Mantan Kakanwil Depag Sulteng itu menjelaskan, yang dimaksud dengan Natal bersama adalah Natal yang dilaksanakan oleh sesama umat Kristiani dalam satu lingkungan instansi seperti kantor atau sekolah.

“Di satu sekolah, misalnya, Natal bersama itu adalah seluruh siswa dan guru yang beragama Kristen. Di luar itu tidak boleh, sebab dalam Natal itu terdapat proses peribadatan,” katanya.

Dia mengatakan, meski demikian bukan berarti orang di luar agama Kristen tidak boleh sama sekali menghadiri perayaan Natal.

“Kalau acara seremonial Natal, di luar peribadatan, boleh dihadiri.

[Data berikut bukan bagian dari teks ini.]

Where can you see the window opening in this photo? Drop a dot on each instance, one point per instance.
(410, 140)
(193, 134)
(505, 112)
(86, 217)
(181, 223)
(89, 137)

Tetapi kalau kegiatan itu menyangkut ritual, itu yang tidak boleh dihadiri. Majelis Ulama IndonEsia (MUI) sudah lama menegaskan hal ini,” kata Dahlan.

Dia mencontohkan, jika membakar lilin itu adalah bagian dari ritual keagamaan, maka mereka yang di luar agamA Kristen tidak boleh melakukan hal yang sama. Hal ini, kata Dahlan, perlu dipahami oleh pemeluk agama agar tidak mencampur aduk agama.

“Ini yang kadang-kadang sebagian orang masih keliru memahaminya,” katanya.

Menurut Dahlan, pejabat yang beragama di luar Kristen dibolehkan menghadiri seremonial Natal. Tetapi jika kegiatan Natal itu sudah menyangkut ritual, maka pejabat yang bersangkutan harus mewakilkan kepada pejabat lainnya yang beragama Kristen.

Dahlan mengingatkan kepada pemeluk agama agar dalam menyambut Natal dan Tahun Baru 2011, prinsip saling menghargai dan menghormati harus tetap dikedepankan karena kehidupan di Indonesia sangat majemuk.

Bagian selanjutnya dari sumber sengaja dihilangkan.